Pen Fetish 2019 and 2020, assemblage by Karen Koch

A thousand years from now, when archaeologists unearth my home, they will be mystified by the quantity of pens and pencils they find: in every drawer, between couch cushions, in jacket pockets, on tables, and in jars. Everywhere!

What on earth happened in this house?!

I can’t pass up a stationery display, ever. Online or in person. The colors, the shine. So many variations. So much potential. It’s better than candy or jewelry!

I think of it as the grownup version of the crayon box – fueling that innate need to write or draw at any moment.

My purse right now contains at least 10 pens, and that’s only because I’m traveling light.

I mean, I try to carry fewer pens. One, two, should be plenty. But so often when I leave the house I think I need “this” one, just in case. So in it goes. Next time, it’s “that” one. Before I know it, my bag is full.

I feel kinda twitchy if I don’t have enough or the right ones with me. They are kind of my security totem.

You understand, right?

Pen Fetish is inspired by that (healthy?) obsession. It’s in style of a memory jug, a folk art tradition of gluing sentimental objects to a jug or vessel.

I attached old pens and pencils around the outside of a glass jar using mortar, and added buttons and beads to fill in the spaces.

When dry, it then got many coats of paint – gold, white, gray – to give it an antique appearance reminiscent of an alabaster urn or ancient artifact.

I wanted to elevate the objects from being inexpensive everyday objects to something timeless.

The body of this piece has remained the same, but the top has evolved.

This piece was created for the Reverse Archeology show in 2019. At that time, it had a swirling display of pens emerging from the top. They are actually mini Sharpie markers that I painted white and added wings, and then fixed to little wires wrapped in a text-printed fabric. I loved the look of all those markers flying free!
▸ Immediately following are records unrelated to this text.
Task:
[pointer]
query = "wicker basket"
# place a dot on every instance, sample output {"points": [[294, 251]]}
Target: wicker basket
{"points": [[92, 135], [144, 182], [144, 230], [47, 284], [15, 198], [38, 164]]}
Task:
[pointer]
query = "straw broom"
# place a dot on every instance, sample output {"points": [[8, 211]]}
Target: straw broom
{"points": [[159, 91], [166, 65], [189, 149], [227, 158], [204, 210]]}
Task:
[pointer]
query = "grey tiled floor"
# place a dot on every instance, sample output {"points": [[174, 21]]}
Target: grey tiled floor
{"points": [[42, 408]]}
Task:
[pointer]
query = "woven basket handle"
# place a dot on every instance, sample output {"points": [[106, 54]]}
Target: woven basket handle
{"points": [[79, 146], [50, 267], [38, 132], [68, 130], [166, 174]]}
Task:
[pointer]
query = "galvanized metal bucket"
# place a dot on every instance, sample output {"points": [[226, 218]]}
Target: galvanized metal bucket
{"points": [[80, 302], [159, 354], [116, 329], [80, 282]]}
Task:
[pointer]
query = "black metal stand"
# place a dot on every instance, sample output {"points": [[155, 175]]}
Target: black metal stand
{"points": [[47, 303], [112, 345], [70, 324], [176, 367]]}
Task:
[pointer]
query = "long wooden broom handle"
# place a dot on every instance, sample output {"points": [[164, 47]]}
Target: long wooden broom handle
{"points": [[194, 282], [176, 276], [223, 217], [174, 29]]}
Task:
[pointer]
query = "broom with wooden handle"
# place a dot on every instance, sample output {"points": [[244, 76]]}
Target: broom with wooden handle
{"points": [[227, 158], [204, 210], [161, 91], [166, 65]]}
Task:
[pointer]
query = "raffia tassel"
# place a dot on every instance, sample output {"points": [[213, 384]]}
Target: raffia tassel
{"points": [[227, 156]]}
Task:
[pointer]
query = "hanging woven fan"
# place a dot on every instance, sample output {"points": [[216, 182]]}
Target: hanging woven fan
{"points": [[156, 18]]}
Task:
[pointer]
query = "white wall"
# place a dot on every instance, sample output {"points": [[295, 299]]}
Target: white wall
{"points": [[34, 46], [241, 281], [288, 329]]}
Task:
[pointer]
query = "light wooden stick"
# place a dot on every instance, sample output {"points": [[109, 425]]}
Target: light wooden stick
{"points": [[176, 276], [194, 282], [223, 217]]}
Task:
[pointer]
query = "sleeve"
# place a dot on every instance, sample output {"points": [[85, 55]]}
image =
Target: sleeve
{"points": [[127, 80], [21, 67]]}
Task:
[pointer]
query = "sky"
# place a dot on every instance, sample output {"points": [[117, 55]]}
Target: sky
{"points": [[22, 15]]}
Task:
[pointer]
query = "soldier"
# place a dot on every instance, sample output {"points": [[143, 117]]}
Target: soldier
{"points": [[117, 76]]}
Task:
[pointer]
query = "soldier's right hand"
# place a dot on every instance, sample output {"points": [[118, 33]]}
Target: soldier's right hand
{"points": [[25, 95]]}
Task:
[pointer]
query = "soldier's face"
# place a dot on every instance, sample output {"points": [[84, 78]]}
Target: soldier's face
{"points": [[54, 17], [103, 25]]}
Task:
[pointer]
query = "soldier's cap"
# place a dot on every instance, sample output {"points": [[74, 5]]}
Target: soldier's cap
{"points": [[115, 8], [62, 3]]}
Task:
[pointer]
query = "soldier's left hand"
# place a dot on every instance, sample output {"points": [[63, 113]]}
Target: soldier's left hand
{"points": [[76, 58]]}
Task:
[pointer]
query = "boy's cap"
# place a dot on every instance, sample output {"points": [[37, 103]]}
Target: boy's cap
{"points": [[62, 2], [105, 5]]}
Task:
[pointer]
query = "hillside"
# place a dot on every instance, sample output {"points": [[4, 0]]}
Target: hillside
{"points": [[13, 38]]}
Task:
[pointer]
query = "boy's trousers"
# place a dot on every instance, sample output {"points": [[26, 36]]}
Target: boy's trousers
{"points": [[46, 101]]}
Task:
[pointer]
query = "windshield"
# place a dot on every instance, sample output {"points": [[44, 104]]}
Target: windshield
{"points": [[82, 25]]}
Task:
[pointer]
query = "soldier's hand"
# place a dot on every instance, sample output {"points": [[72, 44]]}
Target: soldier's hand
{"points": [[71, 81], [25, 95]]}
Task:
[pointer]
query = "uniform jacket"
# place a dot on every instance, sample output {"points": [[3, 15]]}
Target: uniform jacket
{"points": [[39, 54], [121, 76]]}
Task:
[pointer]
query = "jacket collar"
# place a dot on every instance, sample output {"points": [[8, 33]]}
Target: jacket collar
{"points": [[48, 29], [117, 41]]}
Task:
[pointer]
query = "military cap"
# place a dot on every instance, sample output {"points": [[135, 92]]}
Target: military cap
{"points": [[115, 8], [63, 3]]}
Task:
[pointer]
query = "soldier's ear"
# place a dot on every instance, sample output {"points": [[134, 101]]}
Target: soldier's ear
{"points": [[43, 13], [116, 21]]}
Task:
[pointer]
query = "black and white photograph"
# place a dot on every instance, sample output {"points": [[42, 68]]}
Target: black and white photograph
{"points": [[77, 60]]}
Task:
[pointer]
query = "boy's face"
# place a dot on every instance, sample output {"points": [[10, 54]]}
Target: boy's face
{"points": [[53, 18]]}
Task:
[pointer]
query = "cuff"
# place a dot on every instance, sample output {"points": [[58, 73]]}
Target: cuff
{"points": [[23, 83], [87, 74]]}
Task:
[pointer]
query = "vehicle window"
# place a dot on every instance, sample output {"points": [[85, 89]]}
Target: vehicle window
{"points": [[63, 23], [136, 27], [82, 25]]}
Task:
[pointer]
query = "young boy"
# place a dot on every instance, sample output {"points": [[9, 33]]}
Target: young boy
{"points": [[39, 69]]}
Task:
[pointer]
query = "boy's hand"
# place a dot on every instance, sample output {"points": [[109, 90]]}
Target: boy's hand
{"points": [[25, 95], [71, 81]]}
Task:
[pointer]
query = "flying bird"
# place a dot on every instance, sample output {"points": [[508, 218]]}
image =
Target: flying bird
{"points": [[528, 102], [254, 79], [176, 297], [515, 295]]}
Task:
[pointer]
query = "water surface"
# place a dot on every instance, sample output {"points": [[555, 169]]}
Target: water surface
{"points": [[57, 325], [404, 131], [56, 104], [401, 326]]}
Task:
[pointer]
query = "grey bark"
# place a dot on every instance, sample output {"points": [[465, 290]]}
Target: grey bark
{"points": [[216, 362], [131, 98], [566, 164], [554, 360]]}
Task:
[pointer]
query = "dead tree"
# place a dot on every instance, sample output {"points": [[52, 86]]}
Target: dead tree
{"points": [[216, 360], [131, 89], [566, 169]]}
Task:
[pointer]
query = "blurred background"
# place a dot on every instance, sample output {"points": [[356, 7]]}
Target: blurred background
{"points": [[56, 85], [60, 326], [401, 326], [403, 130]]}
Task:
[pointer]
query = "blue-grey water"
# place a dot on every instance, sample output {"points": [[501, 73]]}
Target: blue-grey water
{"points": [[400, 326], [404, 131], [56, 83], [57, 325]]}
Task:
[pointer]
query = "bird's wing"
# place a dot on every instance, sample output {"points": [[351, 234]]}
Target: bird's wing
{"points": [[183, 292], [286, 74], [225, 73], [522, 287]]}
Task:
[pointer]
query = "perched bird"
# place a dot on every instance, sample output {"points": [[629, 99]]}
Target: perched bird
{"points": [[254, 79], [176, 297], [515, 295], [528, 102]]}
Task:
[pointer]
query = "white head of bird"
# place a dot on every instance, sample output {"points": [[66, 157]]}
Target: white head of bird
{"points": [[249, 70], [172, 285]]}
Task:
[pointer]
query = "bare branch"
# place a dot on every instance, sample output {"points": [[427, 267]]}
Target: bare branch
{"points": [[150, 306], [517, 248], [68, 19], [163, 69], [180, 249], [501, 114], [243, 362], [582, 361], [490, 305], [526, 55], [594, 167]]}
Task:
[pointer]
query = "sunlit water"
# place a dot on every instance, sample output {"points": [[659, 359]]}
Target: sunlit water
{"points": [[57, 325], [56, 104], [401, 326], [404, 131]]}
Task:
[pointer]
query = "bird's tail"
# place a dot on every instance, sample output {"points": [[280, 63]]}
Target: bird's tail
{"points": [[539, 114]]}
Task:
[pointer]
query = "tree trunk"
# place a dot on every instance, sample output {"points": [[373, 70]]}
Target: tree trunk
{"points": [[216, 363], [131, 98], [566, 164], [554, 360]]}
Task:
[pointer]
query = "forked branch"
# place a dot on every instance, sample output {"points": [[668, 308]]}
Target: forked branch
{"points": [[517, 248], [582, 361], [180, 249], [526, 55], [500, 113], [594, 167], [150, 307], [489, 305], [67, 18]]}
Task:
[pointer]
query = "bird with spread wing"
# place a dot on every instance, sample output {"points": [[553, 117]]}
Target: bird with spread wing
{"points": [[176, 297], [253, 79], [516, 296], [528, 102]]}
Rather like In The Clear.

For the Discarded and Rediscovered exhibit, I removed the flying markers and made a lid from a ribbon spool, buttons, and chess piece.

Medium: glass jar with pens and pencils, beads, buttons, mortar, paint
Size (2020 version): 11.5 inches high x 5 inches diameter
Signed: on the bottom
Exhibits: Discarded and Rediscovered (2020), Reverse Archeology (2019).